Oct. 09--American Horror Story: Coven: 9 p.m. Wednesday on FX.
"American Horror Story" goes to camp this year, and no one will get a peaceful night's sleep -- not just because of all the bloodcurdling screams, but because of a good bit of laughter as well.
The third edition of Ryan Murphy and Brad Falchuk's delicious miniseries, premiering Wednesday on FX, has some familiar elements for fans of the first two "AHS" installments -- Jessica Lange, for one, as well as other cast returnees Frances Conroy, Lily Rabe, Evan Peters, Sarah Paulson, Jamie Brewer, Denis O'Hare and Taissa Farmiga in new roles.
But it also has something new -- campy humor. Not that there wasn't a kind of black humor running through the previous seasons, but "American Horror Story: Coven" ramps the silliness up an enjoyable notch with a story set in a New Orleans school for young witches.

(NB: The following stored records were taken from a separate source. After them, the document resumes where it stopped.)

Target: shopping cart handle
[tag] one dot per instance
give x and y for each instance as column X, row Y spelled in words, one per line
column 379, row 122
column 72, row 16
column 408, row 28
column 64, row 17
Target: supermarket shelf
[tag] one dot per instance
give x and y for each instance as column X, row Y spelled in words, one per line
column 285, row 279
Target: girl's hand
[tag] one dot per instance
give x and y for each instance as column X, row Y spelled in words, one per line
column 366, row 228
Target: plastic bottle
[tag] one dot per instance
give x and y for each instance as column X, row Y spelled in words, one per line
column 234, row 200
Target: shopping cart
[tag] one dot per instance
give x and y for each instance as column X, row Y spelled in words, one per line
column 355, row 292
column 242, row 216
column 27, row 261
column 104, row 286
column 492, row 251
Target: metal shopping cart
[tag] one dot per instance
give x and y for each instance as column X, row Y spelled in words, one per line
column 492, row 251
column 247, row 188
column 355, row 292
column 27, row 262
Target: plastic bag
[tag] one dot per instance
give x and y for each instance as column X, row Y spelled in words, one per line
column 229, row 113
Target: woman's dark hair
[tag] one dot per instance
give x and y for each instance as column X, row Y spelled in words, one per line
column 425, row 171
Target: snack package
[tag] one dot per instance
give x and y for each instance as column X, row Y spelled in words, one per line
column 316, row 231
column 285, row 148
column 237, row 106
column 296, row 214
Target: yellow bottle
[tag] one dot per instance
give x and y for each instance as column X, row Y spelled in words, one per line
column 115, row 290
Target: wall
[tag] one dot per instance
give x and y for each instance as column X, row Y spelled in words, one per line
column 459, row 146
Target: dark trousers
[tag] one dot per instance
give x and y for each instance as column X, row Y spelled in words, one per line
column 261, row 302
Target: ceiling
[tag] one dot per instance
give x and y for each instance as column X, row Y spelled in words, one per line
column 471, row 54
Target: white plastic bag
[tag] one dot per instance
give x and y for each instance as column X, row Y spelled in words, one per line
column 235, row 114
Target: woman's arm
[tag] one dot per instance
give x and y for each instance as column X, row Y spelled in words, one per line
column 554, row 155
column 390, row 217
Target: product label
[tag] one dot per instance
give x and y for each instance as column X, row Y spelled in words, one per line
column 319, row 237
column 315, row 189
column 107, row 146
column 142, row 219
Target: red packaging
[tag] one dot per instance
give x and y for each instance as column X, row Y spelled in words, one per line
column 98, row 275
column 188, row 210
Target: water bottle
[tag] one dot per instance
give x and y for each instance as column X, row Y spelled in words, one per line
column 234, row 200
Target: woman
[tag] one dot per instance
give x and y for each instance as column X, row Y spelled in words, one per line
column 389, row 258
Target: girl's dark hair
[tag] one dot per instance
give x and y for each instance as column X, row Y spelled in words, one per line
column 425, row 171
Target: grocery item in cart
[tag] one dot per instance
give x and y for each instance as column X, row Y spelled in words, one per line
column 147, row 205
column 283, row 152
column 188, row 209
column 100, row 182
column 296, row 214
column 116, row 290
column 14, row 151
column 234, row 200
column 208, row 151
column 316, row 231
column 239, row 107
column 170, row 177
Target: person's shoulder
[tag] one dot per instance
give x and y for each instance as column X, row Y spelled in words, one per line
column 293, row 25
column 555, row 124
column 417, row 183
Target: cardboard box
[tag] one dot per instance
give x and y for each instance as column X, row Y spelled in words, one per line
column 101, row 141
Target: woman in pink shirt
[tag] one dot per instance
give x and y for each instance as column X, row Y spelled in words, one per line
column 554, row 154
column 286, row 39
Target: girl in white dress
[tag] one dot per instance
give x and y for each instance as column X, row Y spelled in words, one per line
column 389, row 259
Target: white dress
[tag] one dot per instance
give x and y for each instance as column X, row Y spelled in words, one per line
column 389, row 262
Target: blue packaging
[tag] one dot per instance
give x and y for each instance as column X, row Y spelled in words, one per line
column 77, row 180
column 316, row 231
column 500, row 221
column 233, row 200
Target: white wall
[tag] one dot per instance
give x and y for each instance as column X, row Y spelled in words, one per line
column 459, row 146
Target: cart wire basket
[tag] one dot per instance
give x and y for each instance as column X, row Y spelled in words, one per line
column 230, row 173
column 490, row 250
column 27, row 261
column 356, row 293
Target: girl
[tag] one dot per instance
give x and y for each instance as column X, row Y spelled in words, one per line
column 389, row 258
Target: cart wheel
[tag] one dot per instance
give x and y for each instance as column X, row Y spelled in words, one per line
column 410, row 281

Oscar-winner Kathy Bates gets things off to a bloody good start in Wednesday's premiere, playing Delphine LaLaurie, a 19th century matriarch known for her singularly brutal treatment of slaves. She punishes one of her slaves for sleeping with her wayward daughter by chaining him up in her attic and outfitting him with a severed bull's head. As a child, she always loved hearing stories about classical mythology, especially the one about the minotaur.
"And now ah have mah very own," she hisses.
Here's a make-up tip modern ladies might want to avoid: Burdened by a flabby face? Try brushing your skin with fresh blood to tighten up those unsightly wrinkles.
Well, fiddle-dee-dee, the blood isn't fresh. No wonder it doesn't seem to be doing much good. "Just look at that wattle," she says, flapping the sac of skin beneath her chin.
Skip ahead to modern times and young Zoe Benson (Farmiga) is discovering she's different than other girls her age. That hemorrhaging boyfriend in her bed must have been a dead give-away, so to speak. But before she can really process the information, family members whisk her away to Miss Robichaux's School for Exceptional Young Ladies in New Orleans. Frances Conroy, wearing Flannery O'Connor cat-eye glasses and remarking on how much she admires the pattern of the drapes, is one of the "whiskers."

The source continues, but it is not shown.